You know it too well
to think you can live without it.
You’ve learned
it is a chair that will hold you
up and ask nothing
of you but to live
with it. And so you live

through this spring day, drifting
from bureau to bed,
table to desk, touching
the shirt, the pillow, the cup,
the book; looking
out the window,
your hand on the windowsill, the sun
on your hand. Here is the view
so changed from yesterday. Here

is the blue of the veins in your wrist.
You can do nothing
and are grateful
there is nothing you need to do.
You let yourself sink
into your chair, let
the chair
hold you.

*

Widowed

Some days, she chooses not
to eat.
She needs to let absence
fill her body, to move with it, know
that she can.

On the table, fresh strawberries, radiant
in their blue bowl.

Without meals, extra pockets of time
unfold. She turns toward
books, sketch pads, longer walks
with the dog. Hunger swells, fades, swells and fades
again.

By night, stomach growling, she feels surprisingly
strong. She looks forward
to morning, when, standing at the counter, she will inhale
the scent of toasting bread.

*

Jennifer L Freed lives in Massachusetts. Her poetry has appeared in Atlanta Review, Atticus Review, Rust + Moth, West Trestle Review, The Worcester Review, Zone 3, and other journals. Her poem sequence “Cerebral Hemorrhage” was awarded the 2020 Samuel Washington Allen Prize (New England Poetry Club). She is the author of a chapbook, These Hands Still Holding, a finalist in the 2013 New Women’s Voices chapbook contest, and of a full length collection, When Light Shifts (Kelsay, 2022), based on the aftermath of her mother’s stroke.

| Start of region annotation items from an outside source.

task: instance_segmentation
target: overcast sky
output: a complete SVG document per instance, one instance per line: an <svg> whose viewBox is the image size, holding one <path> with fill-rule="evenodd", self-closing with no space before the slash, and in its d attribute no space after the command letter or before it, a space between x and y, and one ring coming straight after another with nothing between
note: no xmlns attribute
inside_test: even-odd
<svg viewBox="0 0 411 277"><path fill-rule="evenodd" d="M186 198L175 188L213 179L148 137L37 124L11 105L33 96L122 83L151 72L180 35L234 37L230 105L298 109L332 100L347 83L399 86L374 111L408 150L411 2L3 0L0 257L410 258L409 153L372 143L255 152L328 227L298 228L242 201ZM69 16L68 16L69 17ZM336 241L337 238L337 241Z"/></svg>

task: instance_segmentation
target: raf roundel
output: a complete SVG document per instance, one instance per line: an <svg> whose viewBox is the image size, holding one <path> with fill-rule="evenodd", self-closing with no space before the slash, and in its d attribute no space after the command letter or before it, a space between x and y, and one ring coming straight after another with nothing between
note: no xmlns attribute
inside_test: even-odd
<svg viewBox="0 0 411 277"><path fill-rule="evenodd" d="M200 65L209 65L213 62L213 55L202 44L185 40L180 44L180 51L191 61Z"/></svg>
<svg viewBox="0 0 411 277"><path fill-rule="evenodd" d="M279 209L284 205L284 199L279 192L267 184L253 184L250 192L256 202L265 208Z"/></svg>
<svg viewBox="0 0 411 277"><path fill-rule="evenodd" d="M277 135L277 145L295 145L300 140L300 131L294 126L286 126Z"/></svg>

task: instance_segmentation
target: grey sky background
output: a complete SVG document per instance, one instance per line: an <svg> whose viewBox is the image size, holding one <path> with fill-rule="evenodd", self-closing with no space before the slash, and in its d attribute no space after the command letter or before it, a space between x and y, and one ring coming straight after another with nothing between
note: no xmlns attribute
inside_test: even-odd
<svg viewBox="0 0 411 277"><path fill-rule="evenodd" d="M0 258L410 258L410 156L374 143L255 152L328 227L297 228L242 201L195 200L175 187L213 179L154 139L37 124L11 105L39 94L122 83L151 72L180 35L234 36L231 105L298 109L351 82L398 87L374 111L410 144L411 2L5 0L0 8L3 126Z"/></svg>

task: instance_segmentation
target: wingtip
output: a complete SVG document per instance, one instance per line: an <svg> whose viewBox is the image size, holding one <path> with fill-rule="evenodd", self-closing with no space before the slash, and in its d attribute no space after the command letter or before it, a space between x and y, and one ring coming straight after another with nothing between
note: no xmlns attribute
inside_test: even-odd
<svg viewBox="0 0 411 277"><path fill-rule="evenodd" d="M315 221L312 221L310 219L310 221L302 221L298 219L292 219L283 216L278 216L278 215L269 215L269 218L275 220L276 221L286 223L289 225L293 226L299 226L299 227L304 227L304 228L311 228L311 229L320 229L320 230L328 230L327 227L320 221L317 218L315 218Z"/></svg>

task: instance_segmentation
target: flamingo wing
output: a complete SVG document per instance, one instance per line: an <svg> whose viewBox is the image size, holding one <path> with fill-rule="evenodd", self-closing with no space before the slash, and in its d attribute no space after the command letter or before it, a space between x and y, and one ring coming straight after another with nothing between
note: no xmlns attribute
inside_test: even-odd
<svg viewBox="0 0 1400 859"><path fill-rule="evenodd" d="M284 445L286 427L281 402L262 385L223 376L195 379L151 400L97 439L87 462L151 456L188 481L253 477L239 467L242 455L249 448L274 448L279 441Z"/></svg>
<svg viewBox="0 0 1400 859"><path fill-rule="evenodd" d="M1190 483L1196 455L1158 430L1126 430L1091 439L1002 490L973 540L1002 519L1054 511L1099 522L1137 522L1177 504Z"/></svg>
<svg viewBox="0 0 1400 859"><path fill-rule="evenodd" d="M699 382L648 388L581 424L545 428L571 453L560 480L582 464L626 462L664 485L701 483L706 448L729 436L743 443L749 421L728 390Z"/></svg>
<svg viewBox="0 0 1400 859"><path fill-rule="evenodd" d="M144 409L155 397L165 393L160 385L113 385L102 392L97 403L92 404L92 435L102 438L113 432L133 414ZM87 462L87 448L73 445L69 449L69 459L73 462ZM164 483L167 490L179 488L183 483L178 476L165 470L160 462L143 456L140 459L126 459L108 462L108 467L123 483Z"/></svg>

One Poem by Julia Caroline Knowlton

Self-Portrait with Loss of Appetite

 

The crux of it is, who does not want to glide

through space, light—to enter like a dancer,

exit like a gold autumn leaf, float away?

 

Winter hunger always roving in my mind.

Hidden brush strokes, silver on snow falling.

This angel bone haunting, an absence I must find.

 

*

 

Julia Caroline Knowlton is Professor of French at Agnes Scott College in Atlanta. She has an MFA in poetry from Antioch University and a PhD in French Literature from UNC-Chapel Hill. The author of four books and an Academy of American Poets prize winner, she was named a GA Author of the Year for her 2018 chapbook, The Café of Unintelligible Desire (Alice Greene & Co.). Her second chapbook, Poem at the Edge of the World, will also be published by Alice Greene & Co. Julia regularly publishes in journals including One Art, Roanoke Review, and Boston Literary Review.